If anything, that’s an understatement. The House version of the bill already has 228 additional cosponsors; the Senate version has nine. The bill also enjoys the support of a wide variety of civil-liberties groups such as the American Civil Liberties Union; think tanks such as the Heritage Foundation; and technology companies such as Amazon, Facebook, and Google.
“Privacy crosses political aisles, especially when we see the government expanding domestic spying in secret in so many different ways,” Lee Tien, a senior staff attorney for the Electronic Frontier Foundation (EFF), told McClatchy.
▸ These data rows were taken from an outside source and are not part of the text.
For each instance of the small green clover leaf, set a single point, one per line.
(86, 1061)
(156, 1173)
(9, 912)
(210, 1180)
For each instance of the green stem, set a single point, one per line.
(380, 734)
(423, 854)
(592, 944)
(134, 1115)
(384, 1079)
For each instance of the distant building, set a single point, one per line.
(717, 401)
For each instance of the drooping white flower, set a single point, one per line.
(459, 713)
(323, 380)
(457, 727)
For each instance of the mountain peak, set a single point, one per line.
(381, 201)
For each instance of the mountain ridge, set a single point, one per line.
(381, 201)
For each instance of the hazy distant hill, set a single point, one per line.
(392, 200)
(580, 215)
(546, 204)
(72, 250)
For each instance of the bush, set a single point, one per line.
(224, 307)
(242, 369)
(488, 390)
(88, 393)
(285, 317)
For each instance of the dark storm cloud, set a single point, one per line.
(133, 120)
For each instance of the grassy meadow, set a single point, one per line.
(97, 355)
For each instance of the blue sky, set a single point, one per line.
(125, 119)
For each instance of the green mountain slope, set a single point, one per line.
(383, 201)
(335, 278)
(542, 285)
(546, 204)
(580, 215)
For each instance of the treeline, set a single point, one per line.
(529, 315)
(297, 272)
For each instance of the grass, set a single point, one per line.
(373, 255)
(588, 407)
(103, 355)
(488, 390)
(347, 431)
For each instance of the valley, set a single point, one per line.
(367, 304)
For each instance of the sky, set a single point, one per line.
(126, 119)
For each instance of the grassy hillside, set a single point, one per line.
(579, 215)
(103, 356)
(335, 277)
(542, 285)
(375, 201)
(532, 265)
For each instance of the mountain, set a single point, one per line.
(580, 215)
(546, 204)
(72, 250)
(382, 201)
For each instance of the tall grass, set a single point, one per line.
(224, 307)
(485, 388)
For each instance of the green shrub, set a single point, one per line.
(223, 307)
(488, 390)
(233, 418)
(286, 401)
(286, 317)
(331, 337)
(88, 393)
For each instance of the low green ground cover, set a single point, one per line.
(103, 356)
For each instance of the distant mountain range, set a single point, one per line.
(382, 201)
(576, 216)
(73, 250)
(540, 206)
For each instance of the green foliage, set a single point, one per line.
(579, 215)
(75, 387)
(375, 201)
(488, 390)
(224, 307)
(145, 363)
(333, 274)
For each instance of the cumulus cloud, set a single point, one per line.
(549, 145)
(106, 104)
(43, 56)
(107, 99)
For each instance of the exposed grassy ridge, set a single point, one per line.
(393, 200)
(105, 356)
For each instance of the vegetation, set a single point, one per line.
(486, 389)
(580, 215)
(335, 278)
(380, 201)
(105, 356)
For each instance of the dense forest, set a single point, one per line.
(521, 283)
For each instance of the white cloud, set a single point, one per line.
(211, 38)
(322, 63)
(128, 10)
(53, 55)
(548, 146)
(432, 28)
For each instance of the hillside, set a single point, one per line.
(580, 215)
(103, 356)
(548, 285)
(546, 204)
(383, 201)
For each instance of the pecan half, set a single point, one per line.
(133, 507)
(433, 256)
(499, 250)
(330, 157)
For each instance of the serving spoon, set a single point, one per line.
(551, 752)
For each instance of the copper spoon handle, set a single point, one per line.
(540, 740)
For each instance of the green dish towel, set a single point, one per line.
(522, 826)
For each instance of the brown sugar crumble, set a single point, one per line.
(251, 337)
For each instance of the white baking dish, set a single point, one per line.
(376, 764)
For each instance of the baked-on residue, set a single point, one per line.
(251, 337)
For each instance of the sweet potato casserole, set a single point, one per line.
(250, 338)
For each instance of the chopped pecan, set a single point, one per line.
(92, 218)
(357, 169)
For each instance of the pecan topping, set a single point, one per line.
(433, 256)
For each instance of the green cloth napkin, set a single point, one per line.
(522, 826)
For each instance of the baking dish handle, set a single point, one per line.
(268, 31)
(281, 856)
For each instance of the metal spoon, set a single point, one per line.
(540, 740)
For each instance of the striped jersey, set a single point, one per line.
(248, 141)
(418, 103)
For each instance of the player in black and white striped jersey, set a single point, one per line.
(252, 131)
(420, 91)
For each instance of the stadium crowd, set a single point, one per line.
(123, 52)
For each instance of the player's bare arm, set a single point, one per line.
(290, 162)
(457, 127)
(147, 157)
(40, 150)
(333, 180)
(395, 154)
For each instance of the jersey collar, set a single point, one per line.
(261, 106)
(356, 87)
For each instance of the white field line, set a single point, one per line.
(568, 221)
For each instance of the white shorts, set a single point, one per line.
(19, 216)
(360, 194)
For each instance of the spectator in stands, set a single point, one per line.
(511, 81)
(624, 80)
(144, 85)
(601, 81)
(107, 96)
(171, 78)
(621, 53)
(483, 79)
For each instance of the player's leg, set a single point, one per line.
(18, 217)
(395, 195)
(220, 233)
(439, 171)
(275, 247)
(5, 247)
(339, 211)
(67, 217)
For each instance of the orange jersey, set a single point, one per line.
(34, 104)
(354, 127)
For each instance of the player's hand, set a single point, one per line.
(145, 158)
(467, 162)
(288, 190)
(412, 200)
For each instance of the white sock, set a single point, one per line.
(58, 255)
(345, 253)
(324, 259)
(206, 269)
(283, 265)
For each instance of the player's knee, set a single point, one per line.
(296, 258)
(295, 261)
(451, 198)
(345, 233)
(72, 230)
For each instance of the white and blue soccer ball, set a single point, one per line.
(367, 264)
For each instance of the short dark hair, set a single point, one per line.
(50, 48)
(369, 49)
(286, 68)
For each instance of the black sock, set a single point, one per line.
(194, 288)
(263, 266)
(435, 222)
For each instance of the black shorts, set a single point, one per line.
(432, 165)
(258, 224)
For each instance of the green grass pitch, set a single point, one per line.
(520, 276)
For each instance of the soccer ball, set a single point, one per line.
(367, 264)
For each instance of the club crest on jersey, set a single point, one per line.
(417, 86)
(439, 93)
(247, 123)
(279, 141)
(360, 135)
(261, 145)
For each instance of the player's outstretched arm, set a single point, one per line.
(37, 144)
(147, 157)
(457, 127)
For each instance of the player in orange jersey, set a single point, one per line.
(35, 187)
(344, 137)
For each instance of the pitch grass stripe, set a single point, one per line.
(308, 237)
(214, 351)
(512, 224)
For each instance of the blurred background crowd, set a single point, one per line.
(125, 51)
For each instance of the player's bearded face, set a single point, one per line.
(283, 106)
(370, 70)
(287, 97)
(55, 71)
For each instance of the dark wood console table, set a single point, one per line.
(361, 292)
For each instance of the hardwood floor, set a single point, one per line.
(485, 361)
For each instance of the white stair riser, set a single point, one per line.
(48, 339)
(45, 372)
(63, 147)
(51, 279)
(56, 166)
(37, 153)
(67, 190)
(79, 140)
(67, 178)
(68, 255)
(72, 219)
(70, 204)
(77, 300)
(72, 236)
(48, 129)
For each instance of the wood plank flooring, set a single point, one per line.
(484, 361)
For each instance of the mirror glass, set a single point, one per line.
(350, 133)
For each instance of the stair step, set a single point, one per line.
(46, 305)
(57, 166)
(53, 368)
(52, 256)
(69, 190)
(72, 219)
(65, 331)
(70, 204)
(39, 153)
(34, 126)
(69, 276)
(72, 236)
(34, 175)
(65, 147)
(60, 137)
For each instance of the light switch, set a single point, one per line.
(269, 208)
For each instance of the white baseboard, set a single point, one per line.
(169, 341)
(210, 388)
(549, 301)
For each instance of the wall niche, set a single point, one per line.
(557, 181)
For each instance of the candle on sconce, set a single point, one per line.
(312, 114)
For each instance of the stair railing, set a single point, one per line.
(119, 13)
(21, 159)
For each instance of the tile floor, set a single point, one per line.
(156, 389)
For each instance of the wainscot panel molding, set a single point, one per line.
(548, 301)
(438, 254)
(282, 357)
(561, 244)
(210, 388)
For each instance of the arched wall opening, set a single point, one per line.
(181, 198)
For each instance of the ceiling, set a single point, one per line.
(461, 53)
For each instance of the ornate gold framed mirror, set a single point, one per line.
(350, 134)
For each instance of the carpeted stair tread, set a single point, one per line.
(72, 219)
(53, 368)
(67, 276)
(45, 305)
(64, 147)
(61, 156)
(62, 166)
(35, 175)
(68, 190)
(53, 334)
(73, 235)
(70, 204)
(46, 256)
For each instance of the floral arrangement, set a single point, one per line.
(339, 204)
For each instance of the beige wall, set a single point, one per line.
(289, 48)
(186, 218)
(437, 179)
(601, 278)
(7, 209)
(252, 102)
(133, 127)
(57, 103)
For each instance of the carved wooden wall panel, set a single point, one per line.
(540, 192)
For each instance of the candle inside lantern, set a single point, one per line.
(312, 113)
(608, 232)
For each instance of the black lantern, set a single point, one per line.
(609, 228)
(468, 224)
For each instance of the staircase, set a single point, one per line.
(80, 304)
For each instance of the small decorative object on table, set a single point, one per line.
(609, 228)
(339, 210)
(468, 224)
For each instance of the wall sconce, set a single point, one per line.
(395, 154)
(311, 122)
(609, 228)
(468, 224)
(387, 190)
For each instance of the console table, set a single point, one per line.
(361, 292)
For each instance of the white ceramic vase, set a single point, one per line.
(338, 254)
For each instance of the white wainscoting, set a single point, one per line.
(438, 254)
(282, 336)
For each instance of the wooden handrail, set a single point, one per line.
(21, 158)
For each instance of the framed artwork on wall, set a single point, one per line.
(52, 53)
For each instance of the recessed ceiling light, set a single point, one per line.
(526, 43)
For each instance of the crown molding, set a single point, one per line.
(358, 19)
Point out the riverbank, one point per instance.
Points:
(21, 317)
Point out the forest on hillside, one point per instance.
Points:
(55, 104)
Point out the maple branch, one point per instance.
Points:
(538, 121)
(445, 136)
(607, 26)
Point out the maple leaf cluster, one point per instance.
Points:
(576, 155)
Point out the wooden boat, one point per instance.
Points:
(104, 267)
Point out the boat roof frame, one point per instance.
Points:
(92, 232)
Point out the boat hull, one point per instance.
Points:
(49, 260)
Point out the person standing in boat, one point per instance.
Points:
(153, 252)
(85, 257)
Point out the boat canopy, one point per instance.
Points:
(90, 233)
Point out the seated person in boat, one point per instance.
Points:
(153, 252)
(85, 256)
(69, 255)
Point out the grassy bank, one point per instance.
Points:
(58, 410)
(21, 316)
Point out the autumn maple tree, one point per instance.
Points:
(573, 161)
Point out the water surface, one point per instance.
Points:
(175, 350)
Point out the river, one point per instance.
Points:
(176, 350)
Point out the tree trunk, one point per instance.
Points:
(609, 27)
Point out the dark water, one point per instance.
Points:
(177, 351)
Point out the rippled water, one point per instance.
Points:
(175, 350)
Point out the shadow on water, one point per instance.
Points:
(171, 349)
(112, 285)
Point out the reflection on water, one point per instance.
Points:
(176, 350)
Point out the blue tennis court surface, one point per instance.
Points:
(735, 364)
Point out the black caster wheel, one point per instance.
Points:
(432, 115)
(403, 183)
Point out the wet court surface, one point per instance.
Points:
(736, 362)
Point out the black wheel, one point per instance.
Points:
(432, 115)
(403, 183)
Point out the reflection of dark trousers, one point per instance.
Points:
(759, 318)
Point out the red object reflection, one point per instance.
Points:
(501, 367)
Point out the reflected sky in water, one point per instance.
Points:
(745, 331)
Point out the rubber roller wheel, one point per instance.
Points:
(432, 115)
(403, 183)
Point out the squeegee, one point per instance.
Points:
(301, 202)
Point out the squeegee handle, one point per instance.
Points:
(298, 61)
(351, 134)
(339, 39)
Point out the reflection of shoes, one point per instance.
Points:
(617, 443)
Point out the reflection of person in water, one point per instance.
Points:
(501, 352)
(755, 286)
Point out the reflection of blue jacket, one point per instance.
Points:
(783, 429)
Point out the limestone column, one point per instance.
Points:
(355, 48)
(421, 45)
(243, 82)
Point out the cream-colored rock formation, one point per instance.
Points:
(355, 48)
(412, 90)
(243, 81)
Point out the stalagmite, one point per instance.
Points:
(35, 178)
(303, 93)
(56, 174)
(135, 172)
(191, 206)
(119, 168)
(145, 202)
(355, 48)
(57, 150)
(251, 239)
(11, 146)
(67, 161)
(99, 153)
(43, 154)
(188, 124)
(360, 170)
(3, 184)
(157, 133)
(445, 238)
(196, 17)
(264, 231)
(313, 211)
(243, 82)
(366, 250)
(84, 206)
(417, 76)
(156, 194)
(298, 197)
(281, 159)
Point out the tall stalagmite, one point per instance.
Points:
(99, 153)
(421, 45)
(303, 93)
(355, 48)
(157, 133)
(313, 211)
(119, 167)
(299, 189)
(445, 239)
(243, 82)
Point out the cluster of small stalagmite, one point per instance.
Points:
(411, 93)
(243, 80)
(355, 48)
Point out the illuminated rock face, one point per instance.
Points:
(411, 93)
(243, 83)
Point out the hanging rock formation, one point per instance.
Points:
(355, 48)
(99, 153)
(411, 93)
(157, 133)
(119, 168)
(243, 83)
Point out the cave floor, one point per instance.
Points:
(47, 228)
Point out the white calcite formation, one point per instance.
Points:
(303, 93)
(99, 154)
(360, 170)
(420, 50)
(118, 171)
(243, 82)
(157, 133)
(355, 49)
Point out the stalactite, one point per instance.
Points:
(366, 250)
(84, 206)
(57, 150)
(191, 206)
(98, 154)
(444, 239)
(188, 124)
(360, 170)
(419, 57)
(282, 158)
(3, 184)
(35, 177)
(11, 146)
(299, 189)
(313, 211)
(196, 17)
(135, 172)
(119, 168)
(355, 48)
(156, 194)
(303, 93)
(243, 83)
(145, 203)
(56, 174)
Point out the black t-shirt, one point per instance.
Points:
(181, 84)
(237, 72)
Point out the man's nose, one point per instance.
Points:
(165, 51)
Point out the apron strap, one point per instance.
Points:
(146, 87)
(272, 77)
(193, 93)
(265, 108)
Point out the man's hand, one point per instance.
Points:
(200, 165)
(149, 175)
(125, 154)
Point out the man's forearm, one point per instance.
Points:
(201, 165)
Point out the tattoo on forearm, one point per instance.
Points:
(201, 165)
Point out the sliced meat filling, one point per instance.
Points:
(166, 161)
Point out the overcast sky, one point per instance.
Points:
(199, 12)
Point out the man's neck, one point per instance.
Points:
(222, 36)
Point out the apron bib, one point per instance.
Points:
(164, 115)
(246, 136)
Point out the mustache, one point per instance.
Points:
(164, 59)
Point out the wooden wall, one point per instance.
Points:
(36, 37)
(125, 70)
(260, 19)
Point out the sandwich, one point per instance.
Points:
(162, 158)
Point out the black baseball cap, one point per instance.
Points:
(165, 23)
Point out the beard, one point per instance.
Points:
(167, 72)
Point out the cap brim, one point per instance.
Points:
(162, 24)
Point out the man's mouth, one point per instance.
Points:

Still, the bill could be better. In particular, it doesn’t address the issue of government collection of metadata. “Even if the bill becomes law,” noted McClatchy, “customers’ names, locations, addresses, routing information and subscriber network addresses still could be subpoenaed without a warrant and without notice, although accessing the content of their conversations would require the authorization of a judicial magistrate or judge.”
The good news is that even if the bill dies or becomes law in a watered-down form, Americans can still secure their digital privacy to some degree through their state governments. State Senator Mark Leno (D), for instance, has introduced the California Electronic Communications Privacy Act (CalECPA), which would require state law-enforcement officers to get a warrant before searching mobile devices or stored electronic communications.
“States can and should impose stronger privacy protections and CalECPA is exactly that: a comprehensive digital privacy bill that is consistent with the strong protection in the California constitution,” EFF senior staff attorney Hanni Fakhoury told Sputnik News. “CalECPA allows the state to take its digital privacy in its own hands instead of waiting for Congress to act.”
Leno’s bill, too, is supported by a diverse group of organizations and companies and may stand a greater chance of passage than the federal bill, especially given the intense opposition among federal officials, who have warned of the dire consequences of forcing them to abide by the Constitution.
“States may want to protect their citizens more aggressively than a blanket Federal Statute would provide,” Chicago-Kent College of Law legal fellow Adam Rouse told Sputnik. “I believe that passage of laws like [CalECPA] are a very big step forward in the fight for freedom from government intrusion on private communications.”